Луньков лез головой под кран, глушил всё холодом.
10
Прикрывшись углом дома от уличного фонаря, неслышным вором ходила по комнате и вязала чёрные мешки темень. Луньков лежал на диване, руками охватив затылок, и глаза его, точно взведённые в темноте, опять мучились, не могли уйти из этой комнаты, не могли ничего забыть…
Кошелев старший заявился тогда поздним вечером. Совсем не ожидаемый Луньковым. Заявился пьяным. Его точно втолкнули в сторожку и захлопнули дверь. Не замечая вскочившего Лунькова, покачивался. Положение свое обдумывал. Сопел. Без шляпы, с исцарапанной щекой, в мокром распахнутом плаще, под которым только майка и пижамные штаны… В тапочках… Начал ловить рукой и выдернул из кармана плаща бутылку. Уже с дивана, мотнув ею, приказал: «Открыть!» Налитые полстакана водки заглотил враз. Долго осваивал её в себе. Потом как-то внутренне оживился и забормотал: «Ах ты, стерва! Вот так стерва! Ну молоде-ец!..»
Чтобы не молчать, чтобы снять как-то неудобство свое перед пьяным, Луньков спросил, что случилось.
– А тебе зачем? – вскинулся Кошелев. – Твое какое дело?! – И прищурился: – Смеёшься?..
– Да ведь я… я хотел…
– Смотри-и!.. Ты на себя глаза разуй!
И брезгливо морщился, глядя на склонённую голову Лунькова. На его белеющее темя. Сквозь зачесанные реденькие волоски… Будто просто сплюнул:
– Червь книжный белый!..
И сидел со сцепленными на животе пальцами. И всё возвращал обиженно взгляд к Лунькову. Как к тле какой-то. Которую бы и размазать, да руку лень отцепить.
Начал похохатывать. Как-то издалека:
– Ты посмотри – в чьё ты одет. Брюки – мои, пиджак задрипанный – Гришкин, кеды – и те Генкины. Генриетты. С да-а-ачи, ха-ха-ха! Шляпчонку вон бывшую мою ещё надень, интеллигент!

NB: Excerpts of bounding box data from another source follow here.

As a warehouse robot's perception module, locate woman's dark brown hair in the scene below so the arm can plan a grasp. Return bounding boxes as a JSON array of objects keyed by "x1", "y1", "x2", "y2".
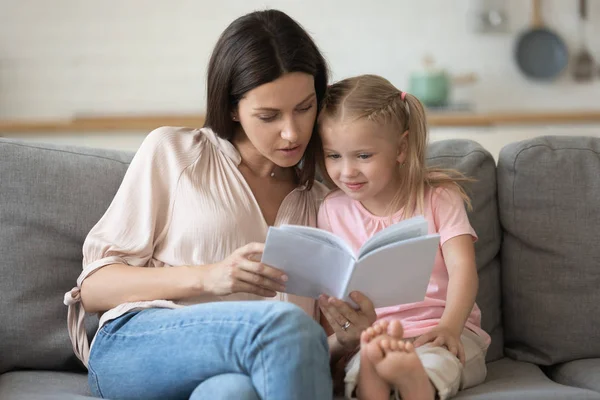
[{"x1": 204, "y1": 10, "x2": 328, "y2": 188}]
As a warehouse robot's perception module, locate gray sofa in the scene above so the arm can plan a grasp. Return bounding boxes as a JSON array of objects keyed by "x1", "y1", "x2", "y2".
[{"x1": 0, "y1": 137, "x2": 600, "y2": 400}]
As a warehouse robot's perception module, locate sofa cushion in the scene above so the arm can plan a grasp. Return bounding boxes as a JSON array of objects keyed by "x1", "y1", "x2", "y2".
[
  {"x1": 548, "y1": 358, "x2": 600, "y2": 392},
  {"x1": 455, "y1": 358, "x2": 600, "y2": 400},
  {"x1": 0, "y1": 371, "x2": 94, "y2": 400},
  {"x1": 498, "y1": 136, "x2": 600, "y2": 365},
  {"x1": 0, "y1": 139, "x2": 131, "y2": 373},
  {"x1": 428, "y1": 140, "x2": 503, "y2": 361}
]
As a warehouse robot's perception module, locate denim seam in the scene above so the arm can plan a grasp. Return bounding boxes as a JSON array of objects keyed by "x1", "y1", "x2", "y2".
[
  {"x1": 88, "y1": 363, "x2": 104, "y2": 398},
  {"x1": 98, "y1": 319, "x2": 254, "y2": 337}
]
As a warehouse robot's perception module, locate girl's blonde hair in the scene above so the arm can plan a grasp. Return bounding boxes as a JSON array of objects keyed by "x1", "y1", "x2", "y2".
[{"x1": 318, "y1": 75, "x2": 472, "y2": 215}]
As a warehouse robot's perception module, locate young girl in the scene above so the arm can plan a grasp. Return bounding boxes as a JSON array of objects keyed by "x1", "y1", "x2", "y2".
[{"x1": 318, "y1": 75, "x2": 490, "y2": 400}]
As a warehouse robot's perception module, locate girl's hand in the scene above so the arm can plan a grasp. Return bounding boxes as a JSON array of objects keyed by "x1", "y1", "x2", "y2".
[
  {"x1": 413, "y1": 325, "x2": 465, "y2": 365},
  {"x1": 201, "y1": 243, "x2": 287, "y2": 297},
  {"x1": 319, "y1": 292, "x2": 377, "y2": 351}
]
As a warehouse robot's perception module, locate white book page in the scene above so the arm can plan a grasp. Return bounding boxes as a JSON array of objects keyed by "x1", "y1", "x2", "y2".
[
  {"x1": 358, "y1": 215, "x2": 428, "y2": 259},
  {"x1": 345, "y1": 234, "x2": 440, "y2": 308},
  {"x1": 261, "y1": 227, "x2": 355, "y2": 298},
  {"x1": 278, "y1": 225, "x2": 354, "y2": 256}
]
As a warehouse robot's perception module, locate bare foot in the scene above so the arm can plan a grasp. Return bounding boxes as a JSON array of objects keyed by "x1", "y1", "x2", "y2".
[
  {"x1": 357, "y1": 321, "x2": 404, "y2": 400},
  {"x1": 361, "y1": 338, "x2": 436, "y2": 400}
]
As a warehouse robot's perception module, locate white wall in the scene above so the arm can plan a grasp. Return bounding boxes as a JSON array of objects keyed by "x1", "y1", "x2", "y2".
[{"x1": 0, "y1": 0, "x2": 600, "y2": 118}]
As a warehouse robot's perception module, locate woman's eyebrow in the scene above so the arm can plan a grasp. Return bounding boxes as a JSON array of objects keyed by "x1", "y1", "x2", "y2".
[{"x1": 252, "y1": 93, "x2": 316, "y2": 111}]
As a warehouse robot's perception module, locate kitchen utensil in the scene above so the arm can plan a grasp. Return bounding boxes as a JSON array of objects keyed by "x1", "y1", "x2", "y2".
[
  {"x1": 515, "y1": 0, "x2": 569, "y2": 80},
  {"x1": 408, "y1": 56, "x2": 477, "y2": 107},
  {"x1": 572, "y1": 0, "x2": 596, "y2": 82}
]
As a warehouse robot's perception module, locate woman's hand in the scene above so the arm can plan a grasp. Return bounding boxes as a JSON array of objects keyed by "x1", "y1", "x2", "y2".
[
  {"x1": 201, "y1": 243, "x2": 287, "y2": 297},
  {"x1": 319, "y1": 292, "x2": 377, "y2": 351},
  {"x1": 413, "y1": 324, "x2": 465, "y2": 365}
]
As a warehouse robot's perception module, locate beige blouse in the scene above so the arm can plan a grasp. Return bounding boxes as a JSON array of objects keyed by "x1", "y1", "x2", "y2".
[{"x1": 64, "y1": 127, "x2": 326, "y2": 366}]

Хах-хах-хах!
От смеха он наливался кровью, кашлял.
Луньков метался взглядом. Вскочил, трясущейся рукой наплескал в стакан, выпил, снова сел.
– Во! Во! – тыкал в него пальцем Кошелев. И с разъехавшихся мокрых губ его студенисто вызуживалось: – Алыка-аш! – И снова разевал пасть и, хохоча, зажмуривался: – Ха! Ха! Ха!